The second motivation, Fitzgerald explained, was that Libby had promised Vice President Cheney he wasn’t involved, and on that promise Cheney had gone to bat for him. In the October 2003 press swarm over the CIA leak, Libby asked Vice President Cheney to help clear his name in the press. Scott McClellan had told reporters Karl Rove was not involved in the leaking but had stopped there. Libby wanted McClellan to say specifically that Libby had also been cleared. He asked Cheney to make that happen. Cheney did, and in a subsequent briefing, McClellan said Libby was not involved in the affair.

The Fitzgerald presentation was like a warm soak. Ted Wells’ defense opening was a Rolfing. He was emotional and emphatic about his client, whom he said was “wrongly, unjustly, and unfairly” charged. Wells only needs to raise a reasonable doubt in the minds of jurors, and he did a very good job of it. He was a charismatic fog machine who challenged everything but the very nature of human existence.
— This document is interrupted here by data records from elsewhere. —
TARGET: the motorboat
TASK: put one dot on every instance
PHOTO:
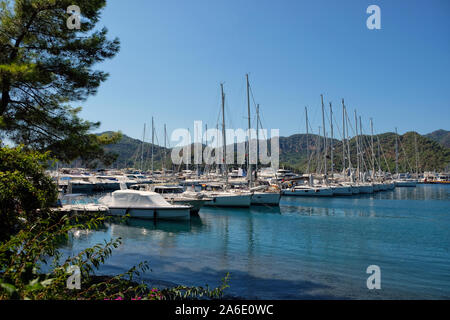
(405, 183)
(365, 188)
(144, 205)
(341, 190)
(177, 195)
(226, 198)
(265, 195)
(308, 191)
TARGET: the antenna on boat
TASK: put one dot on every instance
(224, 156)
(249, 165)
(331, 141)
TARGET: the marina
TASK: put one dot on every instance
(307, 248)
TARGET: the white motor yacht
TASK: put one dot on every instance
(265, 195)
(405, 183)
(308, 191)
(226, 198)
(341, 190)
(144, 205)
(177, 195)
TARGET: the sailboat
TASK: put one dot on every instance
(220, 193)
(261, 195)
(308, 189)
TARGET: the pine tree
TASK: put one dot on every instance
(45, 66)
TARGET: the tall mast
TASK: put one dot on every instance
(142, 153)
(257, 137)
(307, 141)
(371, 146)
(318, 151)
(153, 141)
(224, 136)
(396, 152)
(331, 141)
(249, 166)
(165, 148)
(361, 147)
(357, 147)
(417, 156)
(343, 136)
(325, 141)
(347, 119)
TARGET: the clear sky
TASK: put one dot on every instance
(174, 55)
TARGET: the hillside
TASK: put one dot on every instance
(293, 153)
(440, 136)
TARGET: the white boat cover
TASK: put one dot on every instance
(135, 199)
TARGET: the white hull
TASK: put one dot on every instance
(81, 188)
(365, 189)
(405, 183)
(229, 200)
(153, 213)
(355, 189)
(309, 192)
(383, 187)
(342, 190)
(266, 198)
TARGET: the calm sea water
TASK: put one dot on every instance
(307, 249)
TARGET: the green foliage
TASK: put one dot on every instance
(440, 136)
(44, 67)
(26, 191)
(31, 234)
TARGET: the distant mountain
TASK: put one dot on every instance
(431, 155)
(440, 136)
(131, 152)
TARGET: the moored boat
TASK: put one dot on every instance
(143, 205)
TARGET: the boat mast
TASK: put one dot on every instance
(361, 141)
(325, 141)
(417, 156)
(224, 136)
(307, 141)
(343, 135)
(331, 141)
(396, 152)
(153, 142)
(357, 148)
(165, 147)
(249, 165)
(142, 153)
(257, 138)
(373, 153)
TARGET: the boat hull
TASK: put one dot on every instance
(365, 189)
(313, 192)
(342, 191)
(408, 184)
(240, 201)
(152, 213)
(266, 198)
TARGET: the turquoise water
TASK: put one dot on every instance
(309, 248)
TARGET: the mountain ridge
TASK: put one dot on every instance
(432, 155)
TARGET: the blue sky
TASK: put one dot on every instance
(174, 55)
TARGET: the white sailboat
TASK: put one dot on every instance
(144, 205)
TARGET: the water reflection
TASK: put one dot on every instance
(276, 252)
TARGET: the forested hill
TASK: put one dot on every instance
(431, 155)
(440, 136)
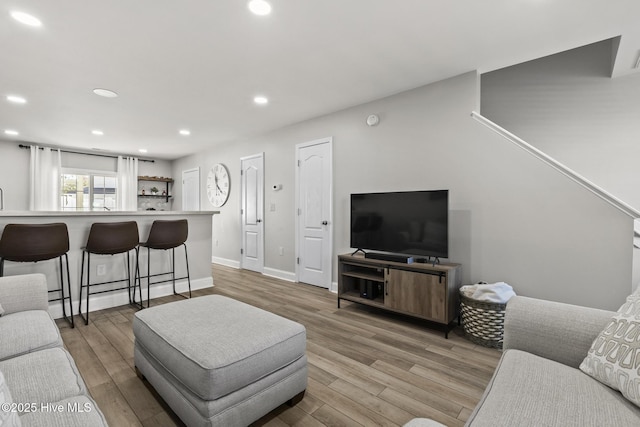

He was most effective picking apart the three reporters whose recollections contradict Libby’s. He suggested that Tim Russert had the faulty memory. The host of Meet the Press says he didn’t tell Libby about Wilson’s wife because he didn’t know about her status as a CIA employee, but Wells argued that Russert may have been in a position to have known. David Gregory, the NBC White House reporter who works with Russert, had been told by White House spokesman Ari Fleischer that Wilson’s wife worked at the CIA. Wells argued that Gregory or his colleague Andrea Mitchell, who also claimed to know, would have passed this information on to Russert before he had his conversation with Libby.

Wells pointed out that Matt Cooper, my former Time colleague, had extensive notes about his interview with Karl Rove, who passed along the information about Wilson’s wife, but had no record of Libby’s secondary role in confirming that information. To discredit Judith Miller, Wells relied on the former New York Times reporter’s own testimony, in which she repeatedly referred to her bad memory, tendency to conflate events, and fuzziness about details.

The government’s case suggested Libby had been on the hunt for information about Wilson’s wife after Wilson published an op-ed in the New York Times claiming he’d been sent to Niger to answer a question Cheney’s office posed to the CIA about the sale of uranium yellowcake by Niger to Iraq. During that hunt, Libby engaged in eight separate conversations with colleagues about it. Wells didn’t go after all eight conversations, but he picked apart several of them. Two of the people who had said they talked to Libby about Plame only remembered the conversations after prompting from investigators. Ari Fleischer’s account of Libby was suspect because he had asked for immunity from the government. (This immunity deal is news: Presumably, Fleischer asked for it because he had disclosed Plame’s CIA status to Gregory and thought he’d get in trouble.) “All of these witnesses have their own personal recollection problems,” he said.

As his presentation wore on, Wells got his blood flowing. He got chatty and colloquial. “Mr. Libby was a very busy man, but he wasn’t stupid,” he said. He threw around a lot of “doggone” this and “doggone” that. He described a sudden recollection by one witness “like it came out of the sky, like a lightning bolt went into his head.” He did impersonations: At one point, when characterizing the prosecution’s narrative, he lapsed into “white person,” the highly nasal formal patois of the Caucasian diction teacher. He did a little Jewish: “You want to talk about the week this guy was having?” In a debate with Fitzgerald and the judge, he dismissed an opposing view by saying “izzzzzitzzzzit.” It sounded like a dying neon bulb and yet accurately conveyed his view that the argument was absurd.

The case, which picks up again tomorrow with testimony from Mark Grossman, a former State Department official who discussed Plame’s status with Libby, has opened a window into an administration that in 2003 was deeply at war with itself. The White House was at war with the vice president’s office, and the vice president’s office was at war with the CIA. Much of the spat was over 16 words uttered in the 2003 State of the Union address. Four years later tonight, Bush must give that annual speech again.